By Lisa Rosenlund,
Saint Brendan Parish Manager
Each week, we summarize a specific style, form, or approach to prayer, using the highly-acclaimed book by Robert J. Wicks, Prayer in the Catholic Tradition: A Handbook of Practical Approaches (Franciscan Media 2006). In this article, you’ll learn more about prayer in the tradition of Brother Lawrence of the Resurrection.
One of my favorite cookbooks is From a Monastery Kitchen by Brother Victor-Antoine d’Avila-Latourrette, a modern-day version of Brother Lawrence of the Resurrection. Brother Victor’s cookbooks contain inspirational quotes from Brother Lawrence and others, which I ponder while making things like “Saint Scholastica Soup.” Unwittingly, I have been praying in the tradition of Brother Lawrence!
Brother Lawrence was born Nicholas Herman around 1614 and was raised by working-class parents in modern-day eastern France. He developed what we would now call post-traumatic stress syndrome after enlisting as a soldier in the brutal Thirty Year’s War between Catholics and Protestants in Germany. He also sustained a serious physical injury which left him with a limp and caused him to be discharged from his regiment.
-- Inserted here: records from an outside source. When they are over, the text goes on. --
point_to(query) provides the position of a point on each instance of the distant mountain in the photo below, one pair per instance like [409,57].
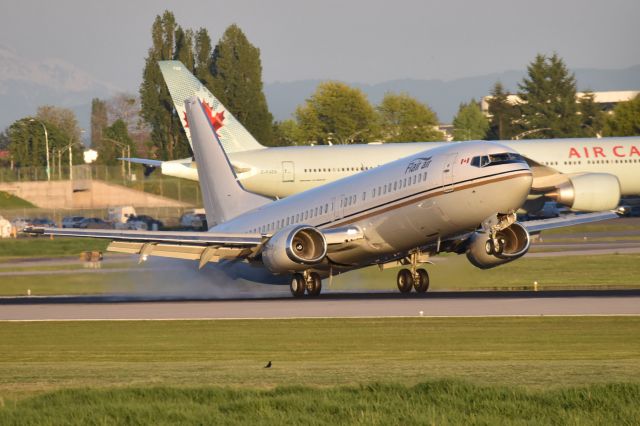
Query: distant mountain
[25,85]
[444,97]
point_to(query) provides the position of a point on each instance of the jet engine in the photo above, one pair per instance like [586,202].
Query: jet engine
[513,242]
[588,192]
[294,248]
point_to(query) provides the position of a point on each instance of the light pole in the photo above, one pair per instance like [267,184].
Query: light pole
[60,151]
[46,144]
[123,147]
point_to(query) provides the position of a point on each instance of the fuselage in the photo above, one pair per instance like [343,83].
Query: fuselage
[404,204]
[283,171]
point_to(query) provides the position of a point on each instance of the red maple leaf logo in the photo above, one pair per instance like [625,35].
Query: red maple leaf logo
[215,120]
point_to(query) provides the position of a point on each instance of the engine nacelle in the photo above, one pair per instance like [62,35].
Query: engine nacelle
[514,240]
[591,192]
[294,248]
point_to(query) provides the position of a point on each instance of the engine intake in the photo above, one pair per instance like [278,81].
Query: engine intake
[294,248]
[590,192]
[514,242]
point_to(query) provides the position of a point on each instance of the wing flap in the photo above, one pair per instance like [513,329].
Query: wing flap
[569,220]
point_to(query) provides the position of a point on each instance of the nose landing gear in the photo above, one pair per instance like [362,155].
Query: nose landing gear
[307,281]
[419,280]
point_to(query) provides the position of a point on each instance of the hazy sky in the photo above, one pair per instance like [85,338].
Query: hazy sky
[355,41]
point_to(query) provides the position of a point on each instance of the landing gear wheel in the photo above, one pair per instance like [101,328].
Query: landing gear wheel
[297,285]
[421,284]
[404,281]
[496,248]
[314,284]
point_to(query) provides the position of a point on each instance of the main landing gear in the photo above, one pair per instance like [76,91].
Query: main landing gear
[307,281]
[414,277]
[418,280]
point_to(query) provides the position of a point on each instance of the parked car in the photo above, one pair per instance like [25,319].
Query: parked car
[147,220]
[94,223]
[192,219]
[20,223]
[71,221]
[629,211]
[43,222]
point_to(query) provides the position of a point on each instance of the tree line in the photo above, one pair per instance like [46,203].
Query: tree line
[336,113]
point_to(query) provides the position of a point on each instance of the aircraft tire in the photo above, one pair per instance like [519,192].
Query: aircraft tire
[297,285]
[421,285]
[404,281]
[314,284]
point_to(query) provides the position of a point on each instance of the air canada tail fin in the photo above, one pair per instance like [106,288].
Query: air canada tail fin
[183,85]
[223,195]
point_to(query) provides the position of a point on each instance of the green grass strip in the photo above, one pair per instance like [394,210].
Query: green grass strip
[439,402]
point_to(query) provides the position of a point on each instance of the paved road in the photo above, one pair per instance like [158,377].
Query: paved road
[335,305]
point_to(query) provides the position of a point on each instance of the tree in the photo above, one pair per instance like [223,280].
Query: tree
[237,82]
[4,140]
[27,142]
[625,120]
[549,108]
[502,125]
[62,118]
[591,116]
[286,133]
[405,119]
[167,137]
[115,140]
[337,113]
[99,121]
[184,47]
[203,59]
[470,123]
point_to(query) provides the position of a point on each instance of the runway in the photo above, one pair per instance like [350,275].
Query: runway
[330,305]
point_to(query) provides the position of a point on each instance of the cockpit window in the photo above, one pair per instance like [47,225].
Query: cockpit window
[496,159]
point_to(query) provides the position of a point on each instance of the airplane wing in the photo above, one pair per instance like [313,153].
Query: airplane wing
[202,246]
[534,226]
[143,161]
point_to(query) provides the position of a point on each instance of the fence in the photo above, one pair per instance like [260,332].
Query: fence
[169,215]
[178,189]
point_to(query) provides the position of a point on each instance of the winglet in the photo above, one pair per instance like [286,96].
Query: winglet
[183,85]
[223,195]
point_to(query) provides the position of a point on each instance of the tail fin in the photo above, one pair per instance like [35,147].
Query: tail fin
[184,85]
[223,195]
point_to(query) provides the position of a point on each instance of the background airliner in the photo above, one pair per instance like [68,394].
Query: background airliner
[584,174]
[398,213]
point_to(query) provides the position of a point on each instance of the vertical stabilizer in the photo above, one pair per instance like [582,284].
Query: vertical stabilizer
[223,195]
[184,85]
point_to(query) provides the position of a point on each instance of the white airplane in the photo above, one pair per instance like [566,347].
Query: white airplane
[588,174]
[396,214]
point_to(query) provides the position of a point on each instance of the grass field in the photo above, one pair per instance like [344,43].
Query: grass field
[449,273]
[440,402]
[577,370]
[46,247]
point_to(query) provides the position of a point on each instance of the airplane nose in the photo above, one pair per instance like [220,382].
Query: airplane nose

While we have no way of knowing whether Nicholas actively participated in the killing, looting and pillaging or just witnessed it, we do know that he became obsessed with a quest for redemption. After failed careers as a hermit and a footman, at age twenty-six Nicholas followed in his uncle’s footsteps and became a Discalced Carmelite brother in Paris. He took the religious name of Brother Lawrence of the Resurrection and remained there fifty years working mostly as a cook.
Brother Lawrence’s first ten years in the monastery were difficult. He continued to feel that he had no hope of salvation and prayed frequently in a private nook near his pantry. There he kept a small picture of Jesus which reminded him that he was not the only one who suffered. Gradually, Brother Lawrence discovered that he did not need to go to the nook, but was able to pray at all times, even if it was simply repeating the Lord’s Prayer while he worked.
Using his “methodless method,” Brother Lawrence carried on a running exchange with God as he peeled potatoes, seasoned soup, scrubbed kettles, etc. He made his tasks an integral part of his prayer life and is quoted as saying, “. . . in the noise and clatter of my kitchen, while several persons are at the same time calling for different things, I possess God in as great a tranquility as if I were upon my knees at the blessed sacrament.” (364)
Brother Lawrence’s kitchen became a chapel of sorts where cart drivers, grocers, or fishmongers could hear practical advice on how God cared for them. A priest friend was able to capture Brother Lawrence’s clear, no-nonsense way of speaking in notes he took of their conversations. These notes were published as a small book called The Practice of the Presence of God, which is still so popular that there are fourteen different versions on Amazon!
A few weeks ago, the book was recommended by Dr. Greer Gordon at the Religious Education Congress. According to Dr. Gordon, we should “strive to remain in the gaze of God” and Brother Lawrence’s style of prayer is a simple and effective way to do that.